= Monument to the Victory over Japan =

Russian World War II monument in Khabarovsk

The monument to the Victory over Japan (full name in памятник, посвящённый Победе над милитаристской Японией и окончанию Второй мировой войны) was unveiled in Khabarovsk, Russia on 4 September 2026.

==Description==
The monument is installed on the Amur river embankment. The central part of the monument is a 15-metre bronze figure of a Soviet Army soldier smashing a Japanese border stone with the symbol of chrysanthemum, a symbol of Japan.

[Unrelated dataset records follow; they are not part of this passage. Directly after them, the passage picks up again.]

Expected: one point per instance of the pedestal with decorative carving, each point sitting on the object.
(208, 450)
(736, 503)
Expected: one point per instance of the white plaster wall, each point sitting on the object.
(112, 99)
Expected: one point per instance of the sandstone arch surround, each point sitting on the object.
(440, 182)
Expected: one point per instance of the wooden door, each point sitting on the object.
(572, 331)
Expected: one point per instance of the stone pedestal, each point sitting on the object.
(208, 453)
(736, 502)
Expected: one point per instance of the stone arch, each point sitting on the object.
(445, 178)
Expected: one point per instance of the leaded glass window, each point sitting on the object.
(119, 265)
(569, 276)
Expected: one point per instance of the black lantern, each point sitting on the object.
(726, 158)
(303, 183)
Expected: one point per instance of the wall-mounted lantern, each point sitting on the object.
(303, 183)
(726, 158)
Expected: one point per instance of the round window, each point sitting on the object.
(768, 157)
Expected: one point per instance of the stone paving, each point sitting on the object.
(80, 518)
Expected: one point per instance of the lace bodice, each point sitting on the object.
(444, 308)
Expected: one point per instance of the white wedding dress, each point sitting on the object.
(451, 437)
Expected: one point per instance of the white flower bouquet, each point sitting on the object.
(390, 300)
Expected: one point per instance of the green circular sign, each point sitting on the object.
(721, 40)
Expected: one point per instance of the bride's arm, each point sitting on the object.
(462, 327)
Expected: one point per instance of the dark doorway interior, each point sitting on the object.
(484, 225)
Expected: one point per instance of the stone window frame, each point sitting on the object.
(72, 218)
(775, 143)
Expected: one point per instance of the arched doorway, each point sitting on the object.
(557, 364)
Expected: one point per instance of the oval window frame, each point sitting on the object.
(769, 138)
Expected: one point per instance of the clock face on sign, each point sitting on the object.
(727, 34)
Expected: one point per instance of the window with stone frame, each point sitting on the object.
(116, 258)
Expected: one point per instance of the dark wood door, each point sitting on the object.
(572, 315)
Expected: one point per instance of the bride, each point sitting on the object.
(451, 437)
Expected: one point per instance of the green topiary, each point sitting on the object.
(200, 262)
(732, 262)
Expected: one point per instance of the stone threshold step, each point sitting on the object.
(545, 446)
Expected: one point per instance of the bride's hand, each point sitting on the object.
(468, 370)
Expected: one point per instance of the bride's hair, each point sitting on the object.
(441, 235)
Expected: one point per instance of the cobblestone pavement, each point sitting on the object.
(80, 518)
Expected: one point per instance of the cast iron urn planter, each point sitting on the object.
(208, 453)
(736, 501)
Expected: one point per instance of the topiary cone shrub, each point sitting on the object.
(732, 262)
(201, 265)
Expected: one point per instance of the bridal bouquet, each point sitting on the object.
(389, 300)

The stone bears inscriptions (written from right to left ); above the chrysanthemum: 大日本帝國 below: 境界.

The figure of the soldier is surrounded by stellae dedicated to the 1st and 2nd Far Eastern Fronts, the Transbaikal Front, the Pacific Fleet, and the Amur Flotilla that were involved in the Manchurian Strategic Offensive Operation/August Storm of 1945.

The authors are sculptor Denis Stritovich (Денис Стритович), architect Vadim Frolov (Вадим Фролов), and artist Ilya Khrabry (Илья Храбрый).

==Political controversy==

Japanese Imperial seal

On the next day, Toshimitsu Motegi of the Foreign Ministry of Japan stated that the monument depicting the destruction of a chrysanthemum "is unacceptable and extremely regrettable in terms of Japanese national sentiment", and the statue "is not constructive in relation to Japan". Earlier Japan requested through diplomatic channels to cease the installation of the monument.

Nikolay Ovsiyenko from Vladimir Putin's executive office replied that the chrysanthemum is also a symbol of militaristic Japan, and the border stone is an exact replica of the one installed on Sakhalin.